防衛省は、自衛隊法(昭和29年法律第165号)等に基づき、普段は社会人として働くなどしながら、防衛招集命令、災害招集命令等により招集された場合は、第一線の部隊が移動した後の駐屯地警備、後方支援、災害救助活動等の任務を担う予備自衛官の制度を設けており、予備自衛官は、必要となる練度の維持を図るために、毎年度、5日間の訓練を受けることとなっている。しかし、正当な事由によらないで、年度内の訓練招集に全く出頭していなかったり、年度内の訓練日数が5日未満であったりしている予備自衛官に対して、訓練招集等に応ずることで支給される予備自衛官手当が支給される結果となっており、このような状況に対して特段の対応を執っていない事態が見受けられた。

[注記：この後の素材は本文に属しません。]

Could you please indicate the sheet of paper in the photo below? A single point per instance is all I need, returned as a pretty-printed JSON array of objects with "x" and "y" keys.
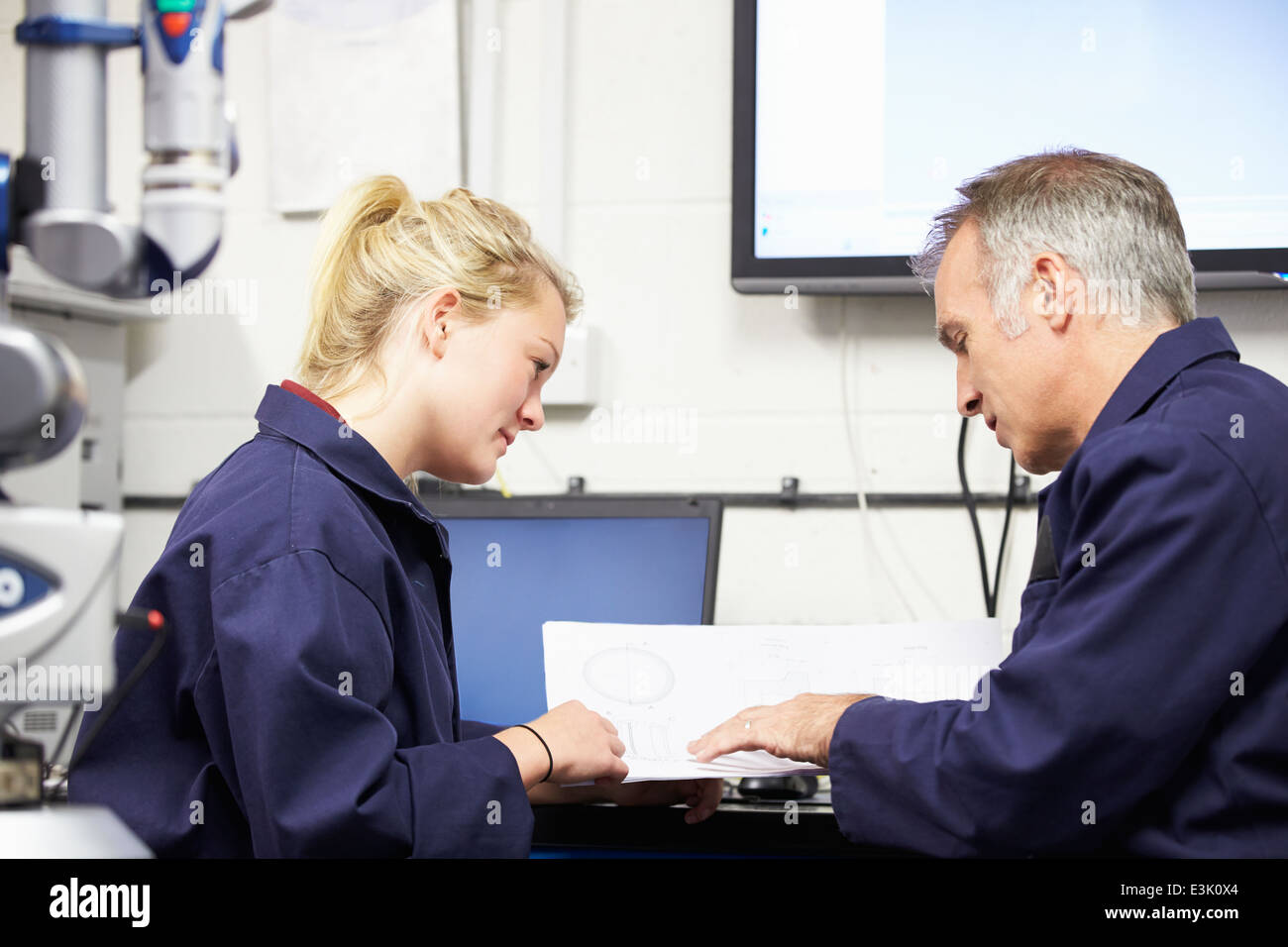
[{"x": 664, "y": 685}]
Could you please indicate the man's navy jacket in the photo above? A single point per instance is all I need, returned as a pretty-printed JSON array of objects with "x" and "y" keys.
[
  {"x": 304, "y": 702},
  {"x": 1144, "y": 706}
]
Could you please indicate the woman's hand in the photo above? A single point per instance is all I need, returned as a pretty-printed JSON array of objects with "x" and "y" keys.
[{"x": 584, "y": 748}]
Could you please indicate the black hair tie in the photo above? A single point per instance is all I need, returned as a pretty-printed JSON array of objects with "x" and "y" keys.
[{"x": 548, "y": 750}]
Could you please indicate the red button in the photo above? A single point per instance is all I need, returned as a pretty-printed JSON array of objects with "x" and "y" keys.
[{"x": 175, "y": 24}]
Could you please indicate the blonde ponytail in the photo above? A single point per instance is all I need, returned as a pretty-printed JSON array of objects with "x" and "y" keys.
[{"x": 380, "y": 250}]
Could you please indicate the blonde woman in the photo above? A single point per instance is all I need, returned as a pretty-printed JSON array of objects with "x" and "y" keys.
[{"x": 305, "y": 701}]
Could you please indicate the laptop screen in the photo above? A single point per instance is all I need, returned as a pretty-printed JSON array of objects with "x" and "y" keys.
[{"x": 520, "y": 562}]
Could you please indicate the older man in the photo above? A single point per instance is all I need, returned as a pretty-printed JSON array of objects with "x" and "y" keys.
[{"x": 1144, "y": 706}]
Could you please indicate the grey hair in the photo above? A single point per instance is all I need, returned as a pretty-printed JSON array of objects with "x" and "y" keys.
[{"x": 1112, "y": 221}]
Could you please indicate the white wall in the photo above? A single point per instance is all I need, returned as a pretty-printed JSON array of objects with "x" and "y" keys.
[{"x": 648, "y": 163}]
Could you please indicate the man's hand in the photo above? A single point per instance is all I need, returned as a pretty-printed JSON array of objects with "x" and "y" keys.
[{"x": 797, "y": 729}]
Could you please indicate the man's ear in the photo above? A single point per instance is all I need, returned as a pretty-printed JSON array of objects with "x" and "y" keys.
[{"x": 1052, "y": 290}]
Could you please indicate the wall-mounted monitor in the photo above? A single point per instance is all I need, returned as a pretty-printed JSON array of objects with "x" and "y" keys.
[{"x": 855, "y": 120}]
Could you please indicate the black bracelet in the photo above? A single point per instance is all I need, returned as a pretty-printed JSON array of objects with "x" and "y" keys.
[{"x": 548, "y": 749}]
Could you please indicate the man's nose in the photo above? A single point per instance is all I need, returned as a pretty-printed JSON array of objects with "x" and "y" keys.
[{"x": 969, "y": 398}]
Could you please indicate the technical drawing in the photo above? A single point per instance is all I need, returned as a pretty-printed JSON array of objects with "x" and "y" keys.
[{"x": 629, "y": 676}]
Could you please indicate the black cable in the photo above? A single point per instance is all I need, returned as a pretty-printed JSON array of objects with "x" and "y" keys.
[
  {"x": 969, "y": 499},
  {"x": 112, "y": 702}
]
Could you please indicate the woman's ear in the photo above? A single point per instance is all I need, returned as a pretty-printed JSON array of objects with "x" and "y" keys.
[{"x": 439, "y": 320}]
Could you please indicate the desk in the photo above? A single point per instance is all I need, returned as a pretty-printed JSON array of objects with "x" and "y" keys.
[{"x": 738, "y": 827}]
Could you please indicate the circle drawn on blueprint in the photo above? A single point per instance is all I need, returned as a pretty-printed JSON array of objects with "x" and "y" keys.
[{"x": 629, "y": 676}]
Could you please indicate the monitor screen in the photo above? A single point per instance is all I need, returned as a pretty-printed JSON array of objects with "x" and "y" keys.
[
  {"x": 864, "y": 116},
  {"x": 514, "y": 569}
]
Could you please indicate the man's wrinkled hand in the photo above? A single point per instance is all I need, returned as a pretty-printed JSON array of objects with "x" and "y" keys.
[{"x": 798, "y": 729}]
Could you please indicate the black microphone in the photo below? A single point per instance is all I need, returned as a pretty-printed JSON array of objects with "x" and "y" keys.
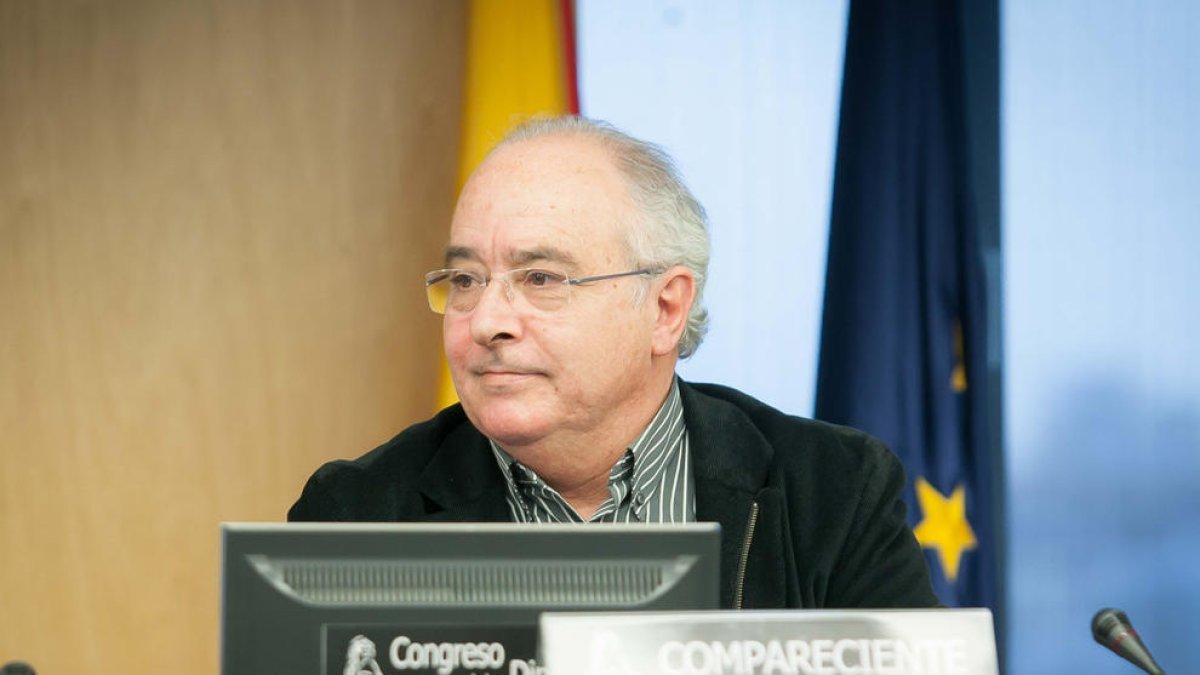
[{"x": 1111, "y": 628}]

したがって、防衛省において、年度内に訓練招集に出頭しない予備自衛官の実態を十分に把握して、訓練への参加の意思が明確でない予備自衛官について訓練参加の確保のための方策を検討したり、陸上幕僚監部に対して予備自衛官に関する業務を正確かつ円滑に実施するための予備自衛官等業務マニュアルの見直しをさせたりするなどして、予備自衛官手当の一層の適切な支給の確保を図るとともに、各地方協力本部に対して、予備自衛官手当の支給の趣旨の周知徹底を改めて図ったり、予備自衛官が訓練の延期を希望した場合における次回の訓練への参加の確保を図るために必要な方策を検討して実施することについて周知徹底を図ったりするよう、防衛大臣に対して平成25年10月に、会計検査院法第36条の規定により改善の処置を要求した。

2 当局が講じた処置

本院は、防衛省内部部局、陸上幕僚監部及び4地方協力本部において、その後の処置状況について会計実地検査を行った。

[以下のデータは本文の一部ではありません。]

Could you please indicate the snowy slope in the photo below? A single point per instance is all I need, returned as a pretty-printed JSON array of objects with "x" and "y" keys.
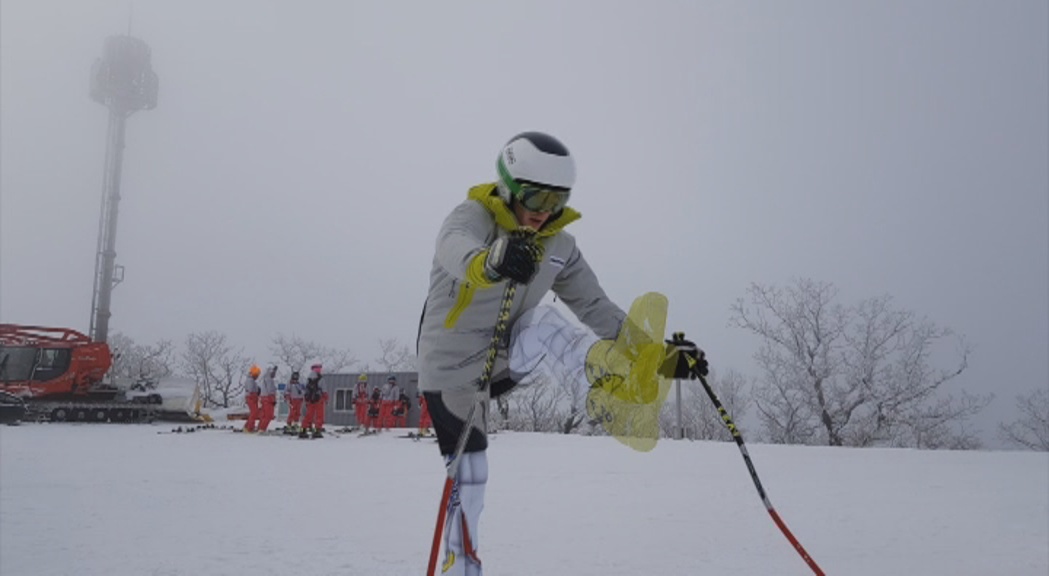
[{"x": 124, "y": 500}]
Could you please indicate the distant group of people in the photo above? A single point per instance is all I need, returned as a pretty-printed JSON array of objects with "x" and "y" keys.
[
  {"x": 386, "y": 407},
  {"x": 382, "y": 408},
  {"x": 261, "y": 400}
]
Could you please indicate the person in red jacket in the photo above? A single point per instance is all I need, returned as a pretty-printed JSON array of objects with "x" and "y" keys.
[
  {"x": 361, "y": 402},
  {"x": 424, "y": 417},
  {"x": 294, "y": 396},
  {"x": 316, "y": 398},
  {"x": 252, "y": 398},
  {"x": 268, "y": 399},
  {"x": 390, "y": 395},
  {"x": 375, "y": 409}
]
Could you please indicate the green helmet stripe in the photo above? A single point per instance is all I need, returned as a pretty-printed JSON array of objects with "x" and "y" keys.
[{"x": 508, "y": 179}]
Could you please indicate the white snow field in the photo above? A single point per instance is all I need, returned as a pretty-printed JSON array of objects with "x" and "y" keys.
[{"x": 125, "y": 500}]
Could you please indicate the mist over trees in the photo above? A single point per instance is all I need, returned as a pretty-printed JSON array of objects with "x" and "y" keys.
[
  {"x": 858, "y": 375},
  {"x": 133, "y": 362},
  {"x": 296, "y": 354},
  {"x": 863, "y": 374},
  {"x": 1031, "y": 428},
  {"x": 699, "y": 418},
  {"x": 217, "y": 367}
]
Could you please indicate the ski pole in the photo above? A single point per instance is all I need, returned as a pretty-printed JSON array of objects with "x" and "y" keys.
[
  {"x": 750, "y": 465},
  {"x": 501, "y": 321}
]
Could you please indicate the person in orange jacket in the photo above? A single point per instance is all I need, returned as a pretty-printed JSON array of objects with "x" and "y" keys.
[
  {"x": 252, "y": 398},
  {"x": 424, "y": 417},
  {"x": 361, "y": 402},
  {"x": 268, "y": 399},
  {"x": 294, "y": 396},
  {"x": 316, "y": 398}
]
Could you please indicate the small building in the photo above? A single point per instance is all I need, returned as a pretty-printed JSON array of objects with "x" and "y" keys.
[{"x": 341, "y": 387}]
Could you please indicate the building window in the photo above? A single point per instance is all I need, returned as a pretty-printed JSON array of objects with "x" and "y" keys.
[{"x": 344, "y": 400}]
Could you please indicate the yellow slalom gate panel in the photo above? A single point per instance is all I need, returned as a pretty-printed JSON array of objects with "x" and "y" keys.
[{"x": 626, "y": 389}]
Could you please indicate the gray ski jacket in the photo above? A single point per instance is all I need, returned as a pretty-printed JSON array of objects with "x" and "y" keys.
[{"x": 461, "y": 310}]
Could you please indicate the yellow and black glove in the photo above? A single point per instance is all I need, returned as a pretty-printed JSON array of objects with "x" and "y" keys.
[{"x": 676, "y": 365}]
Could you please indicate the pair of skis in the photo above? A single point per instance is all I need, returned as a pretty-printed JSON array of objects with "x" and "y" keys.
[{"x": 650, "y": 316}]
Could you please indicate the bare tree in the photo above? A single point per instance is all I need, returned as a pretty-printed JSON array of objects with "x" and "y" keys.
[
  {"x": 698, "y": 412},
  {"x": 394, "y": 356},
  {"x": 296, "y": 353},
  {"x": 534, "y": 406},
  {"x": 216, "y": 366},
  {"x": 1031, "y": 428},
  {"x": 852, "y": 376},
  {"x": 572, "y": 411},
  {"x": 134, "y": 362}
]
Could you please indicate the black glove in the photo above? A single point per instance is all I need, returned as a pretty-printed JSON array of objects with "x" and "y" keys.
[
  {"x": 513, "y": 257},
  {"x": 678, "y": 353}
]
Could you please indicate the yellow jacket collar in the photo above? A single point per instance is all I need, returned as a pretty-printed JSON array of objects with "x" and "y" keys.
[{"x": 488, "y": 196}]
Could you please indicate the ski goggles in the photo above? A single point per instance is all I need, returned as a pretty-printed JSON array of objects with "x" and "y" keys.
[{"x": 538, "y": 198}]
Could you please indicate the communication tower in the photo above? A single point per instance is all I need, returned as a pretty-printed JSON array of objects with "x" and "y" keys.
[{"x": 124, "y": 82}]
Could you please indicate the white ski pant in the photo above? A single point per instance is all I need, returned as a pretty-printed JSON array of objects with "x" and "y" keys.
[
  {"x": 544, "y": 344},
  {"x": 462, "y": 535}
]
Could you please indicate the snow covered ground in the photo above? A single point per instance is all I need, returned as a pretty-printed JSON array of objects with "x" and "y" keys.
[{"x": 125, "y": 500}]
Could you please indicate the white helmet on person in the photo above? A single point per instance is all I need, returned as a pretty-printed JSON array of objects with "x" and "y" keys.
[{"x": 536, "y": 170}]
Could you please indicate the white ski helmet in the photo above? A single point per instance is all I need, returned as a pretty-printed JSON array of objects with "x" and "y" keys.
[{"x": 535, "y": 160}]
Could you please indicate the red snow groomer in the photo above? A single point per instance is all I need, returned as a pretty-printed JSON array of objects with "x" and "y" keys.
[{"x": 58, "y": 374}]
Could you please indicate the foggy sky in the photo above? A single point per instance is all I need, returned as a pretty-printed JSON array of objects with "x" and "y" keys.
[{"x": 303, "y": 154}]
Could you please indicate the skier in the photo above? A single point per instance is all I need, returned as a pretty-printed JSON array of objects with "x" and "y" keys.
[
  {"x": 424, "y": 416},
  {"x": 361, "y": 401},
  {"x": 390, "y": 396},
  {"x": 268, "y": 399},
  {"x": 294, "y": 398},
  {"x": 375, "y": 409},
  {"x": 252, "y": 398},
  {"x": 513, "y": 230},
  {"x": 401, "y": 410},
  {"x": 316, "y": 399}
]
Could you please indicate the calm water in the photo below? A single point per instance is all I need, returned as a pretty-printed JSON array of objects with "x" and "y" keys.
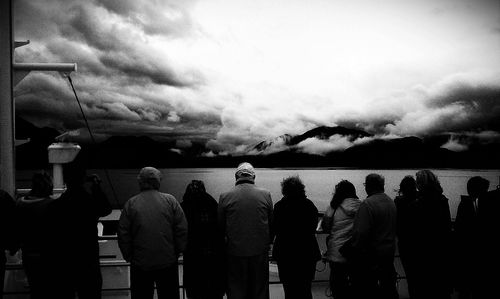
[{"x": 319, "y": 182}]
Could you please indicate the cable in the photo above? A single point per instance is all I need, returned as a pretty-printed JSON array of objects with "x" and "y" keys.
[{"x": 106, "y": 173}]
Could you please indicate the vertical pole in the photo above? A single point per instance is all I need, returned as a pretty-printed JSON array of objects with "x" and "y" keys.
[
  {"x": 7, "y": 169},
  {"x": 57, "y": 176}
]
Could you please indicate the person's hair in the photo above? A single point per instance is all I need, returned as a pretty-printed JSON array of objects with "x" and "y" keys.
[
  {"x": 292, "y": 187},
  {"x": 41, "y": 185},
  {"x": 428, "y": 182},
  {"x": 344, "y": 189},
  {"x": 477, "y": 185},
  {"x": 408, "y": 186},
  {"x": 193, "y": 190},
  {"x": 149, "y": 184},
  {"x": 375, "y": 182}
]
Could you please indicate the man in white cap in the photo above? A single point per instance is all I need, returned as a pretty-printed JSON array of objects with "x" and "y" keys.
[
  {"x": 152, "y": 232},
  {"x": 245, "y": 216}
]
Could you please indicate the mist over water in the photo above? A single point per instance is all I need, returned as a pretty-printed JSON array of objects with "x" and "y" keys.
[{"x": 319, "y": 182}]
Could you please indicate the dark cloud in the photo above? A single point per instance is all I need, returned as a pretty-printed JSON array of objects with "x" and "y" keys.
[
  {"x": 482, "y": 103},
  {"x": 151, "y": 16}
]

検査の結果、防衛省は、本院指摘の趣旨に沿い、次のような処置を講じていた。

  • ア 内部部局において、年度内に訓練招集に出頭しない予備自衛官の実態調査の結果を把握して、関係部局と訓練参加の確保のための方策を検討するとともに、陸上幕僚監部において、26年3月に、第1四半期に連絡等が取れずに出頭日を決定できないなどして訓練への参加の意思が明確でない予備自衛官に対して第2四半期以降の直近の訓練招集時期に訓練招集命令書を交付することや、一度決定した訓練出頭日を当該出頭日の2か月前から訓練招集命令書の交付までの間において変更する場合に事由書により変更を申し出させることについて予備自衛官等業務マニュアルに盛り込む改正を行うことにより、予備自衛官手当の一層の適切な支給の確保を図った。
  • イ 陸上幕僚監部において、25年9月及び26年3月に業務連絡を発して、各地方協力本部に対して、予備自衛官手当の支給の趣旨の周知徹底を改めて図るとともに、25年12月の予備自衛官等業務担当者集合訓練の際に、予備自衛官が訓練の延期を希望した場合はアの事由書に次回出頭見込期間を記入させることにより次回の訓練への参加の確保を図ることについて、各地方協力本部へ説明するように指示して周知徹底を図るなどした。